You’ll find it nearly straight west of Portland near the small town of Manzanita on the Oregon Coast. A roadside marker along U.S. Highway 101 gives travelers a chance to stop, stretch their legs and read about Roosevelt elk in Oregon.
Here is how it reads:
Roosevelt Elk
Elk have populated Oregon’s north coast for thousands of years. A legend holds that the name of this mountain – Neahkahnie – is derived from the Spanish ¡Carne! (Meat!) exclaimed by explorers when they saw elk on these slopes.
A Lifesaving Resource
Elk provided a reliable food source for local Native Americans, explorers, and early settlers. During their winter sojourn at Fort Clatsop (1805-1806), the Lewis and Clark Expedition relied heavily on elk. “It we find that the Elk have left us,” noted William Clark in his journal on March 5, 1806, “we have determined to assend the (Columbia) river slowly and endeaver to precure Subsistance. . . .”

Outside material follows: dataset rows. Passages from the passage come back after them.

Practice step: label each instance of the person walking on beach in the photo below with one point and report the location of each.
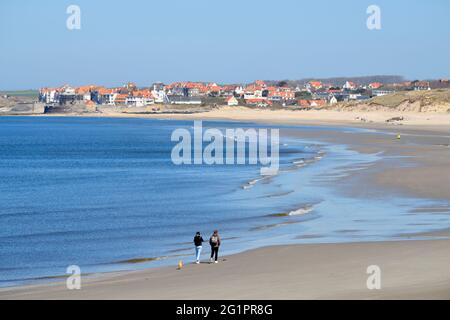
(214, 241)
(198, 242)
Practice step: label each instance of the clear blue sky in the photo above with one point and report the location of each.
(222, 41)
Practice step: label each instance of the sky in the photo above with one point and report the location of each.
(233, 41)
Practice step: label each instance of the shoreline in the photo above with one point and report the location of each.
(363, 143)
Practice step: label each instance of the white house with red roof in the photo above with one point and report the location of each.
(232, 101)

Wanton slaughter and commercial hunting brought the state’s elk population to the brink of extinction by the late 1890s – only a few small herds remained in remote areas of the Coast Range. Oregon’s Legislature protected elk in 1899, and it was thirty years before hunting was again allowed.
During the 1960s, and 1970s, elk transplanted by the state from the North Coast, re-populated the Cascade and Coast ranges. Today, thousands of these majestic animals thrive along this coast, providing recreation opportunities for hunters and wildlife viewers. Jewell Meadows Wildlife Area, 10 miles north of Highway 26, is an excellent place to view elk.
Erected by the Oregon Department of Transportation, the marker is part of the Lewis & Clark Expedition marker series.